A metáfora do Prometeu ao contrário é particularmente tocante. No mito grego, após ter roubado o fogo dos deuses e dado aos homens, o titã Prometeu é castigado por Zeus e tem todo dia seu fígado comido por um pássaro, mas à noite o fígado se regenera. Assim segue pelo restante da sua existência imortal. No caso da protagonista, o pássaro a alimenta. Todo dia ela emagrece um pouco e toda noite esse pássaro deposita comida em sua boca e a engorda mais. “Comer, comer até morrer”, ela cantarola. 

Digamos, com o perdão do trocadilho, que a montagem não tem medo de deixar o peso acontecer.

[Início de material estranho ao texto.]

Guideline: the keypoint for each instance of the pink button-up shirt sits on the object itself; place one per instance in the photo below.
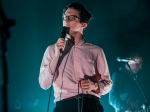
(83, 60)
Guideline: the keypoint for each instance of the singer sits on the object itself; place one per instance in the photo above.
(80, 71)
(125, 95)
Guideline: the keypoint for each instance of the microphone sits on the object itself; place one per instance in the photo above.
(124, 60)
(64, 31)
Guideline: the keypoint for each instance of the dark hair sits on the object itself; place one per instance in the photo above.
(85, 15)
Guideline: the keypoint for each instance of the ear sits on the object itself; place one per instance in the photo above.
(84, 25)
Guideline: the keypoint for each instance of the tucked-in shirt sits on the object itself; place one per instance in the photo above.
(124, 88)
(81, 61)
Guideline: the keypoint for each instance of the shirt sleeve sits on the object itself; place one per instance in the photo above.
(46, 76)
(114, 95)
(105, 82)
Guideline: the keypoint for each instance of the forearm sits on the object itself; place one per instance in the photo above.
(53, 64)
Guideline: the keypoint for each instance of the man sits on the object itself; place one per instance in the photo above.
(81, 66)
(125, 95)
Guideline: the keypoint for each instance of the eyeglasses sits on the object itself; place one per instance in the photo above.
(70, 18)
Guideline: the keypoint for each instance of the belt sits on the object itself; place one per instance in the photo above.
(82, 95)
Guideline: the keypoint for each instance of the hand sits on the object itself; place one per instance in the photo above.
(60, 44)
(87, 85)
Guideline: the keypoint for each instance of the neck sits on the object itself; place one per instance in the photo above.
(75, 37)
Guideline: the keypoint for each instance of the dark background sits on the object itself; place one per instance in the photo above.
(119, 27)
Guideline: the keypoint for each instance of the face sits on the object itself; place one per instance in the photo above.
(136, 65)
(71, 19)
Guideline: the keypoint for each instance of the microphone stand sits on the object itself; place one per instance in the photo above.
(135, 79)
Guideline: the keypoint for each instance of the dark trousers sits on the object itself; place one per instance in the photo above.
(71, 105)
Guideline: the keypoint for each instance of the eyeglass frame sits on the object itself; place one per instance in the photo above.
(64, 17)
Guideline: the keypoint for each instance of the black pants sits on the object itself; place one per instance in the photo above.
(71, 105)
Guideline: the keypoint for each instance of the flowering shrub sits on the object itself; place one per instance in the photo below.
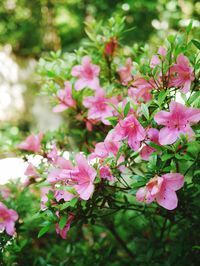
(131, 139)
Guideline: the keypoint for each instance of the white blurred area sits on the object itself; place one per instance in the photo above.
(12, 84)
(14, 168)
(15, 75)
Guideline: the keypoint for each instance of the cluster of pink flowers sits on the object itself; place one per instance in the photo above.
(162, 189)
(69, 181)
(8, 217)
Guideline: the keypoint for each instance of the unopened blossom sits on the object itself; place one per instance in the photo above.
(125, 72)
(110, 47)
(153, 136)
(98, 105)
(162, 51)
(176, 122)
(63, 232)
(83, 175)
(162, 189)
(182, 74)
(31, 143)
(87, 74)
(155, 61)
(8, 217)
(64, 98)
(130, 129)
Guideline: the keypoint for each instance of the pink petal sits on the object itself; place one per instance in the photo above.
(80, 84)
(162, 117)
(146, 152)
(10, 228)
(167, 198)
(76, 71)
(174, 181)
(168, 136)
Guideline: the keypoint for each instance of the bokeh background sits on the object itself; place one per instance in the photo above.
(31, 29)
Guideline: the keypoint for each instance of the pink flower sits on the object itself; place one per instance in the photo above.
(31, 171)
(62, 194)
(155, 61)
(162, 51)
(106, 173)
(99, 108)
(130, 129)
(8, 217)
(64, 98)
(32, 143)
(182, 74)
(125, 72)
(5, 192)
(63, 232)
(140, 90)
(44, 199)
(146, 151)
(177, 121)
(83, 175)
(106, 148)
(162, 189)
(87, 74)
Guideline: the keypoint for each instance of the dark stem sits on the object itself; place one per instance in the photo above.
(120, 240)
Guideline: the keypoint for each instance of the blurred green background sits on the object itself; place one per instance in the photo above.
(30, 29)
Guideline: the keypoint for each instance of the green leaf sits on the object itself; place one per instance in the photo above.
(196, 43)
(63, 222)
(162, 96)
(44, 230)
(126, 109)
(189, 27)
(155, 146)
(145, 111)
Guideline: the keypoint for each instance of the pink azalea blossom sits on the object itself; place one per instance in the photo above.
(125, 72)
(64, 98)
(106, 173)
(8, 217)
(162, 51)
(63, 232)
(63, 194)
(153, 136)
(176, 122)
(32, 143)
(5, 192)
(130, 129)
(44, 199)
(99, 108)
(140, 90)
(83, 175)
(162, 189)
(87, 74)
(182, 74)
(155, 61)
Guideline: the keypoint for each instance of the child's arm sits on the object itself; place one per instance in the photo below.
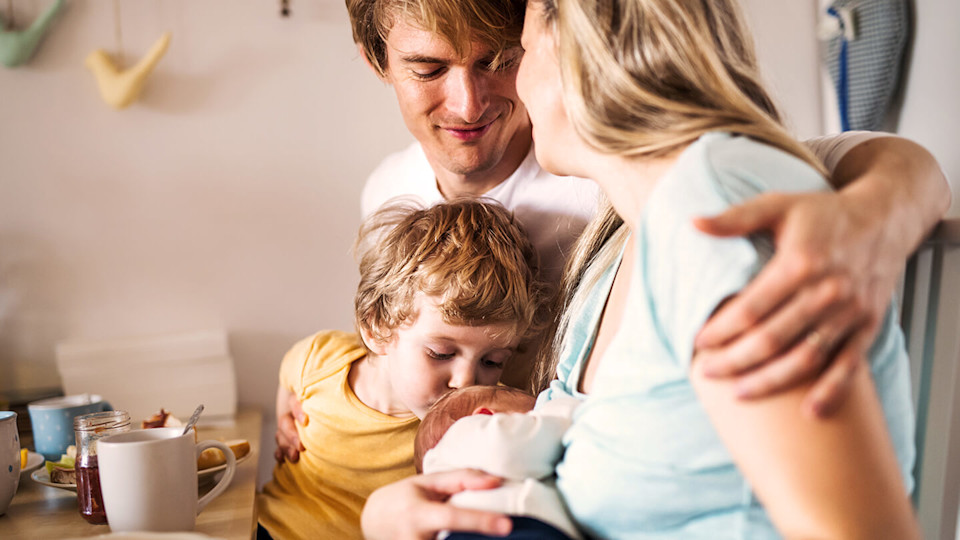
(289, 412)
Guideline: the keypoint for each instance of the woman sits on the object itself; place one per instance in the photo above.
(659, 102)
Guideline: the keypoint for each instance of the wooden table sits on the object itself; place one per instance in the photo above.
(38, 512)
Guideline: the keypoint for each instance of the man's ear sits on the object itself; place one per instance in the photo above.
(366, 60)
(376, 346)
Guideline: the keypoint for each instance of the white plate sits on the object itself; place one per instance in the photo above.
(41, 476)
(34, 460)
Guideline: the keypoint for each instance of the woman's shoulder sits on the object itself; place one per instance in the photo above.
(737, 161)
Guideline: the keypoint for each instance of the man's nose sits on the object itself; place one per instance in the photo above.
(466, 95)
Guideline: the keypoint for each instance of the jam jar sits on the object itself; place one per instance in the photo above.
(89, 428)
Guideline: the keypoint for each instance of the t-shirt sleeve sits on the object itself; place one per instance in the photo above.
(689, 273)
(294, 364)
(830, 149)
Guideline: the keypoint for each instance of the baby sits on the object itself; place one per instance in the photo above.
(494, 429)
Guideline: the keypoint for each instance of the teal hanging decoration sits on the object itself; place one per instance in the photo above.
(865, 43)
(16, 48)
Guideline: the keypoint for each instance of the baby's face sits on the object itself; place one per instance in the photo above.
(503, 400)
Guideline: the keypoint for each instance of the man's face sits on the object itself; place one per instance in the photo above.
(464, 114)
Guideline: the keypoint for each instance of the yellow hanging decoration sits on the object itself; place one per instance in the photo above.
(120, 88)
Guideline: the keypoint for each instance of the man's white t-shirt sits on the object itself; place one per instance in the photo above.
(552, 209)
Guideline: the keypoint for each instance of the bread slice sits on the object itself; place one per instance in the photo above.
(212, 457)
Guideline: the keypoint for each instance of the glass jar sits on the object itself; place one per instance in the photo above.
(89, 428)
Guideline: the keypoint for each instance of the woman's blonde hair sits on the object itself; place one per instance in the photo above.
(496, 24)
(646, 78)
(470, 255)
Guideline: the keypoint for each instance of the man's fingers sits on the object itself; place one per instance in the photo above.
(441, 517)
(782, 330)
(802, 363)
(773, 286)
(759, 213)
(448, 483)
(832, 388)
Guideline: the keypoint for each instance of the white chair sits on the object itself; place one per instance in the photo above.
(930, 316)
(140, 375)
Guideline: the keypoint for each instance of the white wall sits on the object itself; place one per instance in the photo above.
(228, 197)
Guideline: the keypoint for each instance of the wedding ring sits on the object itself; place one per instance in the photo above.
(816, 340)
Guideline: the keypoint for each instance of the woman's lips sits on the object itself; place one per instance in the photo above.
(468, 135)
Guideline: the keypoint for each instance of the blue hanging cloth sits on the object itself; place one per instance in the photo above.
(865, 42)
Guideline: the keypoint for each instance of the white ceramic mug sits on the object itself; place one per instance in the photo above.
(148, 479)
(9, 458)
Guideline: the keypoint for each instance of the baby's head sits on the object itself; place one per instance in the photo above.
(466, 402)
(446, 295)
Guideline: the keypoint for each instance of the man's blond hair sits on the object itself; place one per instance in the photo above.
(468, 255)
(496, 24)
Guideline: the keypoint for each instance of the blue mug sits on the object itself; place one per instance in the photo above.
(52, 421)
(9, 458)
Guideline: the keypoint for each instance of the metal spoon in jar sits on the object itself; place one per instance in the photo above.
(193, 418)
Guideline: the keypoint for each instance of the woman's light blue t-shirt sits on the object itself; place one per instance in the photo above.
(642, 459)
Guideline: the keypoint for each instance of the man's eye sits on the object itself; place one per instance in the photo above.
(426, 76)
(439, 356)
(507, 63)
(487, 363)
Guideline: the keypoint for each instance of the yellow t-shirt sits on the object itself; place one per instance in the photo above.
(351, 448)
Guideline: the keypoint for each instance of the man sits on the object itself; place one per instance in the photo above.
(452, 65)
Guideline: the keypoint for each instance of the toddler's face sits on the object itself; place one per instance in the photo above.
(428, 358)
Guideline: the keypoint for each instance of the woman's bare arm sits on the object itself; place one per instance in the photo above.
(838, 259)
(818, 478)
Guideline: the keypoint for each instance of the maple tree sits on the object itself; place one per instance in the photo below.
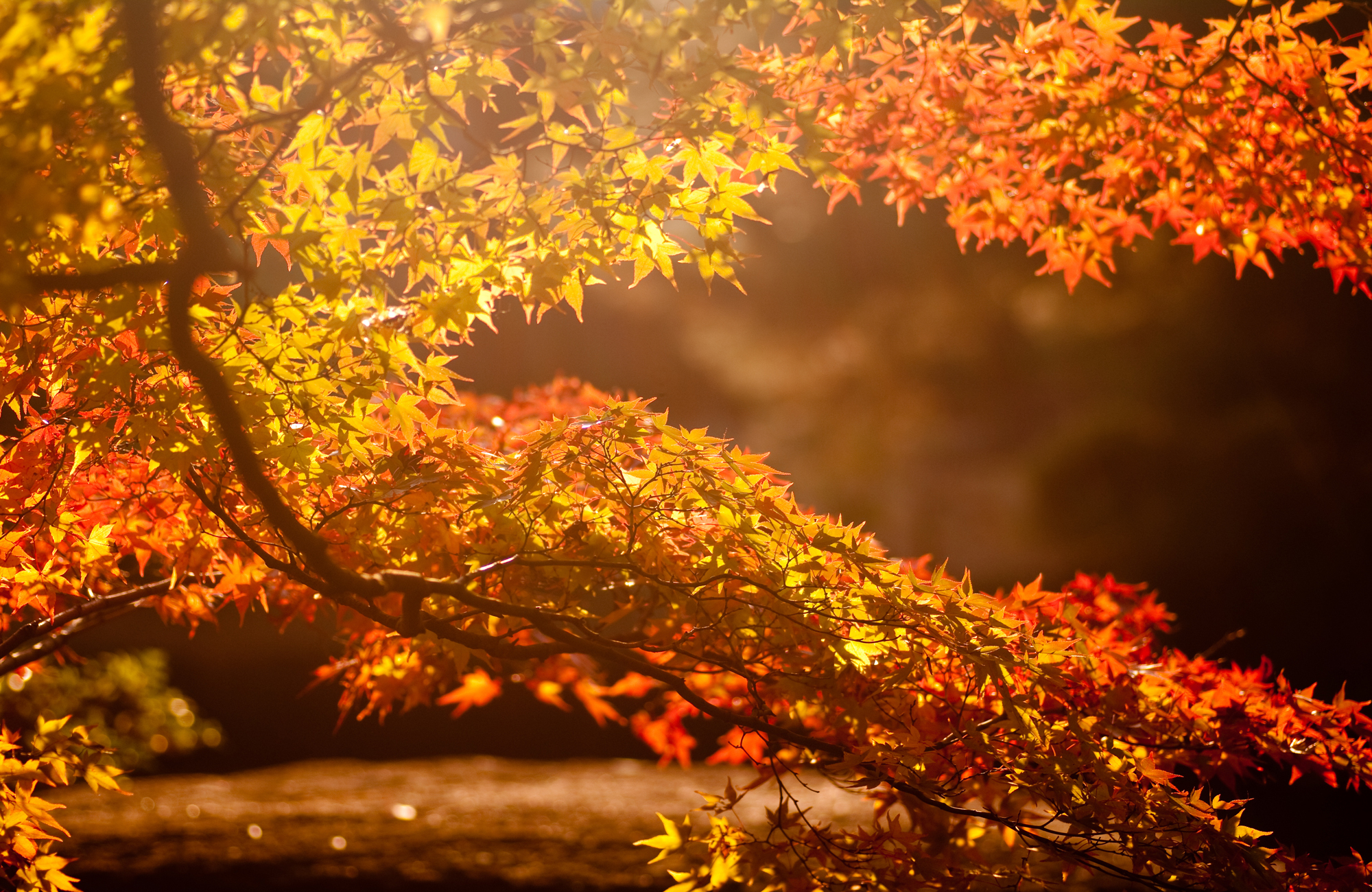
(245, 241)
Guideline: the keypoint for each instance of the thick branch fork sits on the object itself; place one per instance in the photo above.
(205, 253)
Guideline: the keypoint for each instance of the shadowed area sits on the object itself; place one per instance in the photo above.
(480, 823)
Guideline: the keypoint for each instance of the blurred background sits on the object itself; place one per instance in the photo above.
(1209, 437)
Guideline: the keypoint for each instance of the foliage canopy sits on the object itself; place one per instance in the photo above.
(245, 241)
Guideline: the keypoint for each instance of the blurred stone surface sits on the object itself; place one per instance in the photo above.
(473, 823)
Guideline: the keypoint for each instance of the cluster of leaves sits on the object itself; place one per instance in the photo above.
(259, 233)
(1046, 123)
(123, 699)
(54, 757)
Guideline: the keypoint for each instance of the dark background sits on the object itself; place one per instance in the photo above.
(1209, 437)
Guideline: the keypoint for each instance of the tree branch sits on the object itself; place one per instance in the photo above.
(130, 274)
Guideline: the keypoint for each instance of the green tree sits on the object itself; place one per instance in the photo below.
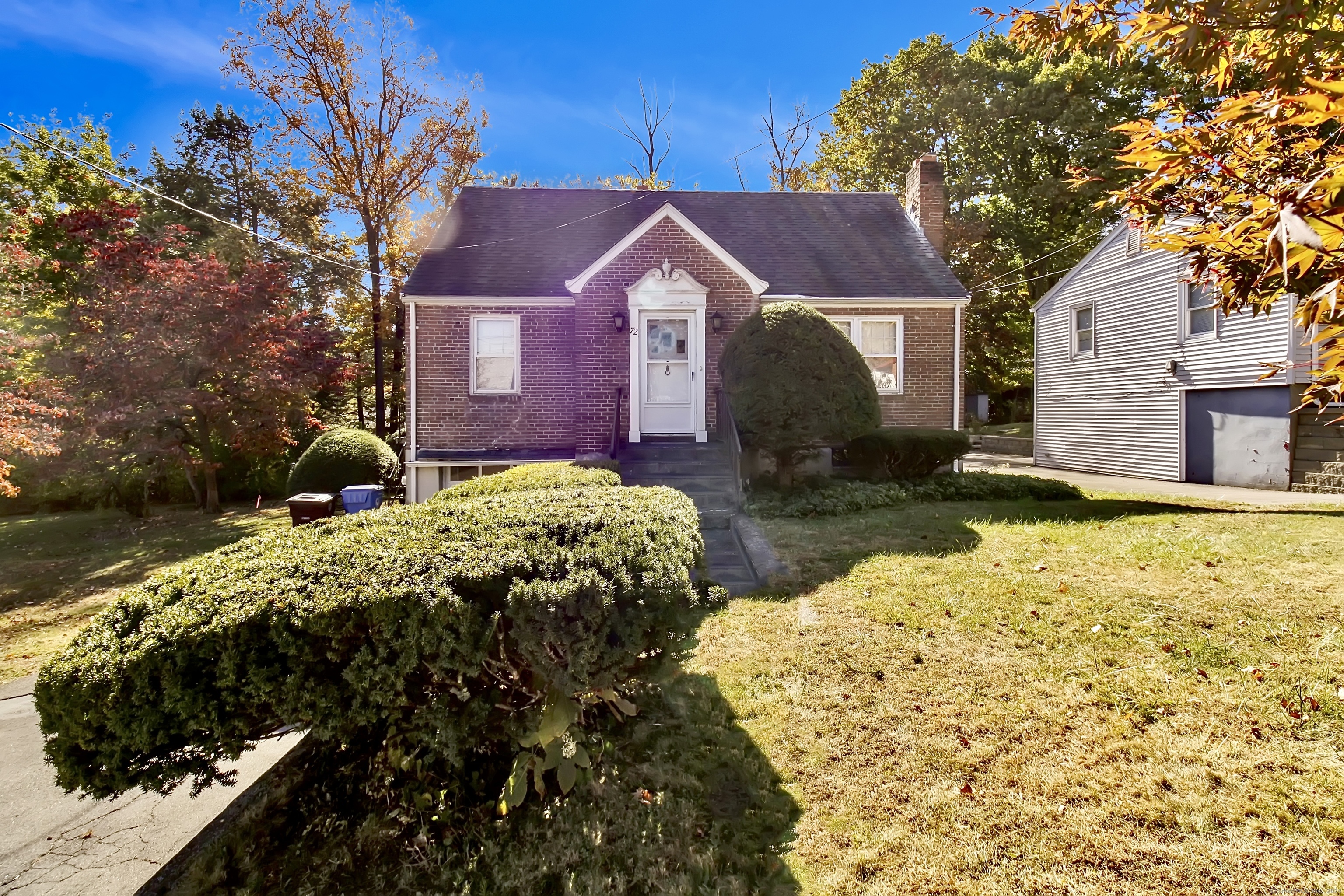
(1029, 148)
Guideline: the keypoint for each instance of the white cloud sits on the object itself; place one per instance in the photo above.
(113, 32)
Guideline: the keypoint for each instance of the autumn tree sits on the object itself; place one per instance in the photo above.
(29, 414)
(1029, 150)
(366, 108)
(171, 354)
(1258, 178)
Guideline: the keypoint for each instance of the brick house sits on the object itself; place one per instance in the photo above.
(546, 323)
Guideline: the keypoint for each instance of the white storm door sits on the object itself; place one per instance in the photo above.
(667, 354)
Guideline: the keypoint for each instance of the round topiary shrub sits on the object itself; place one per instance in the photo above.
(343, 457)
(796, 383)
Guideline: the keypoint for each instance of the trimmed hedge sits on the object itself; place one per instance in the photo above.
(796, 382)
(836, 497)
(343, 457)
(906, 452)
(424, 640)
(530, 477)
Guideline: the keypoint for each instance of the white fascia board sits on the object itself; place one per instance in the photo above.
(492, 301)
(933, 301)
(1120, 229)
(667, 210)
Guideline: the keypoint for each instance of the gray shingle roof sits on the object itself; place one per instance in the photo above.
(528, 241)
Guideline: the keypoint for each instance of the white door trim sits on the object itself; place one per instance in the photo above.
(670, 292)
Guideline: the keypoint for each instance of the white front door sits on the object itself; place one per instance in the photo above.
(668, 351)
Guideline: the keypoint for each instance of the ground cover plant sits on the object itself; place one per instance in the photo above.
(63, 569)
(1082, 696)
(823, 496)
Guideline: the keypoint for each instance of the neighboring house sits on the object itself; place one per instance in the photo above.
(1140, 374)
(547, 324)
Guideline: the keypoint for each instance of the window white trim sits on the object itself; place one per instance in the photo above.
(518, 354)
(854, 324)
(1186, 335)
(1073, 329)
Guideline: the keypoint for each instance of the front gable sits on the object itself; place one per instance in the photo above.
(667, 213)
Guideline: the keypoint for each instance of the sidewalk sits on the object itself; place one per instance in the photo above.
(1135, 485)
(54, 844)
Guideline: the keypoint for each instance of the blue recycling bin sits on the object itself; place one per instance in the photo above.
(362, 497)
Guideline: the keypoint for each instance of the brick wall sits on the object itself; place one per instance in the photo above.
(573, 359)
(448, 417)
(604, 355)
(927, 399)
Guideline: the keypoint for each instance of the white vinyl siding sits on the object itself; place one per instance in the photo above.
(1120, 412)
(495, 355)
(881, 340)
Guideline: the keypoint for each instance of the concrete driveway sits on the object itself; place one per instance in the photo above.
(57, 844)
(1134, 485)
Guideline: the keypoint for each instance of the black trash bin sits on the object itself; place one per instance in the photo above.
(310, 506)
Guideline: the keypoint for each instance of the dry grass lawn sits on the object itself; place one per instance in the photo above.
(62, 569)
(1084, 698)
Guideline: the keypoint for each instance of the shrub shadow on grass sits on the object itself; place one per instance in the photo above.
(683, 802)
(936, 528)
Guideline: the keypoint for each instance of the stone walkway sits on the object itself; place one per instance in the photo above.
(1135, 485)
(56, 844)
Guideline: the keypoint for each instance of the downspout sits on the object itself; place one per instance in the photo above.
(412, 497)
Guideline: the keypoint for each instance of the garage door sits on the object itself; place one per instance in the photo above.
(1238, 437)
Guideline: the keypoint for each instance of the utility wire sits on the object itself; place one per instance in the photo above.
(1019, 283)
(280, 242)
(195, 211)
(1026, 265)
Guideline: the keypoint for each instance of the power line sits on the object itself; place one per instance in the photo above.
(1023, 268)
(1019, 283)
(195, 211)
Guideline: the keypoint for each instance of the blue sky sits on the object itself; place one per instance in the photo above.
(554, 74)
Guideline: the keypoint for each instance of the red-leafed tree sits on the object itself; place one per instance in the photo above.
(27, 410)
(182, 357)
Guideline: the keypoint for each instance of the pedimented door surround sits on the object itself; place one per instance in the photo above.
(674, 294)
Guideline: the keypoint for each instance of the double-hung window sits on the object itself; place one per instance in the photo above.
(495, 355)
(881, 340)
(1200, 311)
(1084, 326)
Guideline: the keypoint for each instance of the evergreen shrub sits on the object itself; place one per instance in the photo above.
(423, 644)
(796, 383)
(343, 457)
(906, 452)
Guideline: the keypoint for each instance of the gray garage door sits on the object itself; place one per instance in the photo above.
(1238, 437)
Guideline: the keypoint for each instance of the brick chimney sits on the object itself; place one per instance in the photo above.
(927, 199)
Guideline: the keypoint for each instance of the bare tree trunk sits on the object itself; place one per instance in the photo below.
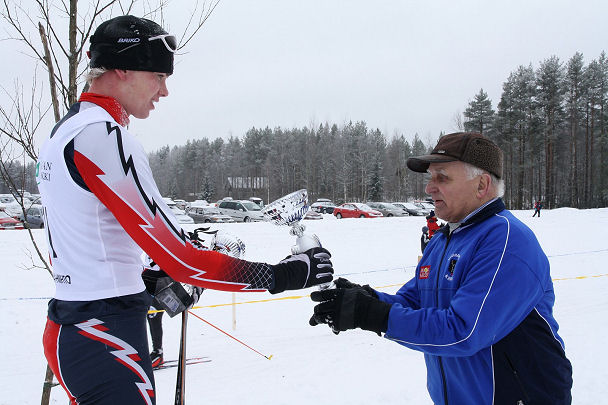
(51, 70)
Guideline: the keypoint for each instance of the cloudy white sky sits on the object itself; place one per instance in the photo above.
(402, 66)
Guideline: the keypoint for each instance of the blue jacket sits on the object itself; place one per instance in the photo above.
(480, 308)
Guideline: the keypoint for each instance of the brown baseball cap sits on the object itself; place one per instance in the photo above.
(468, 147)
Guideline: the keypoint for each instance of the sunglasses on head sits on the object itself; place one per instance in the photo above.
(168, 40)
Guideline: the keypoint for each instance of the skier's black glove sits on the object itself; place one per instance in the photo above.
(350, 308)
(195, 294)
(303, 270)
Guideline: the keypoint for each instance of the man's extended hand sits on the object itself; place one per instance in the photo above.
(350, 308)
(302, 270)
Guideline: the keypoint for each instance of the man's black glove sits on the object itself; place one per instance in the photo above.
(350, 308)
(303, 270)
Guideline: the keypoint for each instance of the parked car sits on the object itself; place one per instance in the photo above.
(33, 217)
(310, 214)
(9, 204)
(355, 210)
(388, 209)
(426, 207)
(208, 214)
(241, 210)
(411, 208)
(8, 222)
(181, 215)
(323, 206)
(258, 201)
(182, 204)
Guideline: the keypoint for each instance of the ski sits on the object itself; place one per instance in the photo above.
(189, 361)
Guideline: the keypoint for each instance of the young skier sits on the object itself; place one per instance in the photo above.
(102, 207)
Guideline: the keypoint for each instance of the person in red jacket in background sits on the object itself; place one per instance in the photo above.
(429, 230)
(431, 223)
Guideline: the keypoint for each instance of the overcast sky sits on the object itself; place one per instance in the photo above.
(401, 66)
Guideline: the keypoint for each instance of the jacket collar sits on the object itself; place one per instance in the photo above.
(482, 213)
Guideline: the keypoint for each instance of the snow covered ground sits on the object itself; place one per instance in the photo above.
(312, 365)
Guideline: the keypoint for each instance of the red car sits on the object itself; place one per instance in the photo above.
(356, 210)
(8, 222)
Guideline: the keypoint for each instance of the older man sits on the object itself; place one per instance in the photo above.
(102, 207)
(480, 306)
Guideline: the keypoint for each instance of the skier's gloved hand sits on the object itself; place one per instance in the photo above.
(302, 270)
(344, 283)
(350, 308)
(195, 294)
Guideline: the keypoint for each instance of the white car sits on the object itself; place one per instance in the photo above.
(241, 210)
(181, 216)
(411, 208)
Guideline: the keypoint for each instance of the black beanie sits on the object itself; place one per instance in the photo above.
(124, 43)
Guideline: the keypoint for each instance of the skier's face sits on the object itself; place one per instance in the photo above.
(143, 90)
(454, 193)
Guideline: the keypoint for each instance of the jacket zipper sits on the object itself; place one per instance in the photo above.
(445, 248)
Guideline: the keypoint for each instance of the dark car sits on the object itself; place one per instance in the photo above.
(33, 217)
(323, 206)
(388, 209)
(208, 214)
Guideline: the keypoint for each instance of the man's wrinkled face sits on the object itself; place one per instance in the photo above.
(452, 191)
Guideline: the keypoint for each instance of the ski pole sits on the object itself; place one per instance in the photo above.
(230, 336)
(180, 385)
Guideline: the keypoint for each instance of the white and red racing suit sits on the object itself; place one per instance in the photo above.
(102, 208)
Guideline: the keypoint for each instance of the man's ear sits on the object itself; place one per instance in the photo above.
(484, 185)
(121, 73)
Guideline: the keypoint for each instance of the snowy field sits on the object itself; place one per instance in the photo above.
(312, 365)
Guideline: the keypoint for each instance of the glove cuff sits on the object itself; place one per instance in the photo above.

Os expurgos de raiva da Gorda são seguidos por silêncios, respiros, pausas para beber água que não se preocupam em correr com algum alívio cômico para desfazer o desconforto. Os momentos de humor, como a longa viagem em torno da sociedade secreta dos Illuminati, por exemplo, não vem para desfazer o nó. Pelo contrário, adiciona mais uma volta, como uma espécie de desvio: endereçando críticas a essa sociedade secreta, a dramaturgia poupa a plateia de ouvir diretamente suas críticas à sociedade [nada secreta] do nosso convívio. O deboche em torno dos procedimentos estéticos a que figuras públicas precisam se submeter para continuarem na mídia não entra em contradição com os humores mobilizados em cenas anteriores ou posteriores. Todos os afetos habitam as mesmas paisagens, compõem uma mesma coreografia: o balé do Lago dos Cisnes com as aves de rapina.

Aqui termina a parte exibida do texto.